Among factors with convergent support, confiding in others showed the strongest phenotypic associations, even among at-risk individuals, and these associations were substantiated by robust Mendelian randomization results, validating the impact of trusted social connections as causally protective for depression. Visiting with family and friends was also supported by nominally significant Mendelian randomization results, pointing to frequent social interactions as an additional key facet of social engagement that may be protective. Findings align with the literature on social connections and mental well-being (4) and with our recent study in military personnel demonstrating that greater social cohesion was linked to reduced risk of incident depression despite high genetic or environmental risk (33). Emergence of social factors as the most robust among many other modifiable targets suggests that efforts to counteract disconnection at the societal and individual levels—whether by social activity prescriptions (34) or reducing the stigma of seeking emotional support—should be central to an effective depression prevention agenda. Our two-stage analyses also validated television use as a risk factor for depression (35). Further work is needed to determine whether this effect is due to screen time or media exposure per se, or whether television watching time serves more generally as a proxy for sedentary behavior, which was not explicitly measured in the full sample but has been identified as a risk factor for depression (36). Regardless, our findings suggest that health care provider assessment of media use patterns in adult patients and providing psychoeducation on the potential mood impacts of excess television watching could represent another effective component of depression prevention. Finally, daytime napping emerged unexpectedly with bidirectional influences in the Mendelian randomization context; that is, a tendency for daytime napping in adults appeared to increase risk of depression, but depression itself may be a cause of increased napping.

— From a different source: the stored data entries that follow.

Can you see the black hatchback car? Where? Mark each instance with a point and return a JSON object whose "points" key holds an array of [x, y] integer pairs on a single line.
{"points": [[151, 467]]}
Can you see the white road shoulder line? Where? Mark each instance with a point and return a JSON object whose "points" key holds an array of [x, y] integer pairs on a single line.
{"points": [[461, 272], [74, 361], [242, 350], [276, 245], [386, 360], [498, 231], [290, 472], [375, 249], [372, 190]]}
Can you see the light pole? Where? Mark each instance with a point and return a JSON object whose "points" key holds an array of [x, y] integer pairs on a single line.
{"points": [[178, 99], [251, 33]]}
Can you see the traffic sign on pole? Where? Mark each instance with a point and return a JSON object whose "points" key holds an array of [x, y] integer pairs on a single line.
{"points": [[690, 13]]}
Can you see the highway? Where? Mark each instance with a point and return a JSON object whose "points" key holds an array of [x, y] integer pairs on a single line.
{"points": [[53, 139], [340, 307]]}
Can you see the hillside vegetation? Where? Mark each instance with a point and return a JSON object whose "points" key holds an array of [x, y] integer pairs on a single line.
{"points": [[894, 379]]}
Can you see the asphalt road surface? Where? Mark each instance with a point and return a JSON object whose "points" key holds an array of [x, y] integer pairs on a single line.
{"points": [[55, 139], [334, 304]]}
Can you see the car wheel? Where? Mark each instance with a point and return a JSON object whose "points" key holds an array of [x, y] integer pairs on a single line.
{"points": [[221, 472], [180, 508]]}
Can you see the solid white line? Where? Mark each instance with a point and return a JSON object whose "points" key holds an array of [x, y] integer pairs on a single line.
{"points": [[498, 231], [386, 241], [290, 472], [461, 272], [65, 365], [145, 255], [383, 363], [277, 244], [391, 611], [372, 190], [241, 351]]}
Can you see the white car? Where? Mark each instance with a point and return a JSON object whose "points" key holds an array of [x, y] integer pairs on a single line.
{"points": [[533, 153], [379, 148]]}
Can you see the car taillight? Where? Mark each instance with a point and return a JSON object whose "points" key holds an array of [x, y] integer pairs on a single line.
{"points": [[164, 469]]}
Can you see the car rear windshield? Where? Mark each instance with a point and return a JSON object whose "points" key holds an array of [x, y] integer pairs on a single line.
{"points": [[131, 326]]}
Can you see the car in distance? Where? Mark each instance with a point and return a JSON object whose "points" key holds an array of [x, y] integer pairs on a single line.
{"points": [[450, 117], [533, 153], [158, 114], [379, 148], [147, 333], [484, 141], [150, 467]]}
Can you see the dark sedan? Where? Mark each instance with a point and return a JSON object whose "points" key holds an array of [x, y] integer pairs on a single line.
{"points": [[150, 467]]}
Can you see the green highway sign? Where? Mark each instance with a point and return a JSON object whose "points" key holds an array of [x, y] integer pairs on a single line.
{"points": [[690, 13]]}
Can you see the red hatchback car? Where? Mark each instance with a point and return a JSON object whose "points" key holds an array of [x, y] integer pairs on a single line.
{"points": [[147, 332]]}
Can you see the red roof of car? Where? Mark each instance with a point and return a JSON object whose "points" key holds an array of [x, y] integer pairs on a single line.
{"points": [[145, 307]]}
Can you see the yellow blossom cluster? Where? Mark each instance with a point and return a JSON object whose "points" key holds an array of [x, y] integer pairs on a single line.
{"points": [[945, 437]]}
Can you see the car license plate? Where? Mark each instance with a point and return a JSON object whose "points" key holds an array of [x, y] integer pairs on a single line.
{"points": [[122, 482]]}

A substantial number of associated factors were not supported by current Mendelian randomization evidence, for several possible reasons. First, not all modifiable factors—even those prospectively related to depression—may be causal in their effects on depression risk and thus represent weaker targets for prevention. For example, bidirectional Mendelian randomization evidence suggested that factors such as increased computer use and vitamin B supplementation are more likely to be consequences of depression than causes, such that depressed individuals may tend to spend more time on the computer or be more likely to take supplements. It may be useful to leverage these factors as early indicators of depression rather than direct modifiers of depression risk. Causality notwithstanding, the co-occurrence of depression risk with a range of health-relevant behaviors highlights a potential mechanism for physical morbidities (e.g., cardiometabolic disease, premature mortality) often associated with depression, which could inform preventive interventions to reduce health disparities in individuals with or at risk of depression (37).

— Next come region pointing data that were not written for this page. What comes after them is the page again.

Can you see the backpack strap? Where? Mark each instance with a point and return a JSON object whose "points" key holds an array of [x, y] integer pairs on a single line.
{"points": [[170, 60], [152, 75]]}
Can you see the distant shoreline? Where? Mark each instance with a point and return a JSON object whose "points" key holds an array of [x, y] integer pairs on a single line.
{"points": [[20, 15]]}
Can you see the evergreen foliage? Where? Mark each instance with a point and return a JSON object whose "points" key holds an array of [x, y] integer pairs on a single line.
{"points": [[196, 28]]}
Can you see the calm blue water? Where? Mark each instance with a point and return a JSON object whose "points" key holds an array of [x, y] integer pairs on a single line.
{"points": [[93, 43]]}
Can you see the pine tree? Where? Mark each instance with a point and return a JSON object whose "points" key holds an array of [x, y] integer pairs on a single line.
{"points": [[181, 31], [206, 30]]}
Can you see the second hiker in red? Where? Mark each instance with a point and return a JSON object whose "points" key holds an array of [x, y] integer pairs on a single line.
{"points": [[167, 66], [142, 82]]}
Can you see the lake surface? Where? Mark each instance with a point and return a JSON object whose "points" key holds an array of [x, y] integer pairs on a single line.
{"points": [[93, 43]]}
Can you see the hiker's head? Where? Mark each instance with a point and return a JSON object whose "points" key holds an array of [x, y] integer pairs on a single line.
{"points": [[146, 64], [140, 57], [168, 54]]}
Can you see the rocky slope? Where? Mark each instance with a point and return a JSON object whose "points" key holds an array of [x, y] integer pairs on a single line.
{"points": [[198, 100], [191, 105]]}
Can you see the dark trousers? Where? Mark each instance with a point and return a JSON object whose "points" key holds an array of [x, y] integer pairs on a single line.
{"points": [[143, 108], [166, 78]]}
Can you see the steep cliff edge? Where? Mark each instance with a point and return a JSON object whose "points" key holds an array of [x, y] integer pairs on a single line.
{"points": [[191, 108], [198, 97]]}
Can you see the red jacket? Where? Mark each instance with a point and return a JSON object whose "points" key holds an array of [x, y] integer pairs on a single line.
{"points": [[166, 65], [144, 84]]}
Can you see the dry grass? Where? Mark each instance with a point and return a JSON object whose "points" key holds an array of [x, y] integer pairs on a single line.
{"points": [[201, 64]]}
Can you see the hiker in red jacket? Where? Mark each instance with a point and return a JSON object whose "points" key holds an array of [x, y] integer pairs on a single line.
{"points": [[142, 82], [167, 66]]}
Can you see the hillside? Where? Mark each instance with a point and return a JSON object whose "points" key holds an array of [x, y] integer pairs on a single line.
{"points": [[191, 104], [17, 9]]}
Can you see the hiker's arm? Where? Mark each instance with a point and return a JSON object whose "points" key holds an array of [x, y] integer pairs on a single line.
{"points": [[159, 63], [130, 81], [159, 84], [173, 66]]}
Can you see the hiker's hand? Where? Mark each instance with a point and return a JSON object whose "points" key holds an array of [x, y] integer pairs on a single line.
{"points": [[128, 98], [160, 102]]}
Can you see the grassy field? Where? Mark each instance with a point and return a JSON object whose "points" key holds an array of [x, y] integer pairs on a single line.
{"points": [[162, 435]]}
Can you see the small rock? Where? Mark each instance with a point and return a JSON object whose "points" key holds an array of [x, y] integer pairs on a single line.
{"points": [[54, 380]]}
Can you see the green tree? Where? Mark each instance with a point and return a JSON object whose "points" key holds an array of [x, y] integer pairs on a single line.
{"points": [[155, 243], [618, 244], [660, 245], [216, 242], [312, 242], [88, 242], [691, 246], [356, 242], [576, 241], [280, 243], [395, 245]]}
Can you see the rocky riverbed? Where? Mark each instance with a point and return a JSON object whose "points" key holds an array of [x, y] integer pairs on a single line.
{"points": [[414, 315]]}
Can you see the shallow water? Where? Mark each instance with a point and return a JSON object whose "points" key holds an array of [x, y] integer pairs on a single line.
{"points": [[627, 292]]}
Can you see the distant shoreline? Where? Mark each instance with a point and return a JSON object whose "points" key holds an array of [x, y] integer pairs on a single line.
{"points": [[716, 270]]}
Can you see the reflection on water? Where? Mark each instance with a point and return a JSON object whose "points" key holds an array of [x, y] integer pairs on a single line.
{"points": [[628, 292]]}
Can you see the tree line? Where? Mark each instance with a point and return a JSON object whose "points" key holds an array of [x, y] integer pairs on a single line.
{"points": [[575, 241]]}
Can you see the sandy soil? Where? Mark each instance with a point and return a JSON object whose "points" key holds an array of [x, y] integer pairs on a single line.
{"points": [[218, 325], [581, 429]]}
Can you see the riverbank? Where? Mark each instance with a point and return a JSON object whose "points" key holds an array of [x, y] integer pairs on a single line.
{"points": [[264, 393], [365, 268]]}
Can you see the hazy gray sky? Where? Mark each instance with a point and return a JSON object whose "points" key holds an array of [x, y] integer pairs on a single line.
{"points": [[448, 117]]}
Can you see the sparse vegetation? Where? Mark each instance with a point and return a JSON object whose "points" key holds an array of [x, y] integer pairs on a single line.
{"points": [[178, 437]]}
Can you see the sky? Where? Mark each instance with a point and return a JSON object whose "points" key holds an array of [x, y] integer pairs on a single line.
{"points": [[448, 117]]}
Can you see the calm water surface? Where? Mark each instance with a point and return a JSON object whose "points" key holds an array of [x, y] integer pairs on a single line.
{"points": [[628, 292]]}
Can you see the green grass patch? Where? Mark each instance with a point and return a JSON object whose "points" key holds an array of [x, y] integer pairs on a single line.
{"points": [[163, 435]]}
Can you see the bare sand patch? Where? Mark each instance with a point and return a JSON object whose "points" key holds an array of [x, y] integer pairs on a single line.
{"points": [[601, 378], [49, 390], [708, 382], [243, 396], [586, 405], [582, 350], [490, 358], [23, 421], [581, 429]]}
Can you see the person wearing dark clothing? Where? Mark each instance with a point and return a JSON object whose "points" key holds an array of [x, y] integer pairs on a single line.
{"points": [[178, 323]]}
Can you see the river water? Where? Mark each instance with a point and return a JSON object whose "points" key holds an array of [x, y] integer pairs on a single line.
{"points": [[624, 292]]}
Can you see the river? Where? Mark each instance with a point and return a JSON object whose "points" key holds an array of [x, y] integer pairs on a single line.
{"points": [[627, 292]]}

Second, the relationship between certain modifiable factors and depression may not be straightforward, and more nuanced study is required. For example, overall reported sleep duration, which was related to incident depression but not substantiated by current Mendelian randomization evidence, may have complex and nonlinear effects (38) that could not be fully explored in this study but could be probed in future studies with more detailed sleep-related phenotypes (39). Geocoded environmental exposures such as pollution and natural space also showed associations that did not persist after adjusting for sociodemographic factors and were thus not tested in Mendelian randomization. It may be that such environmental exposures exert stronger influences earlier in development (40) or their effects depend on heterogeneous features (e.g., tree canopy versus grass coverage [41]).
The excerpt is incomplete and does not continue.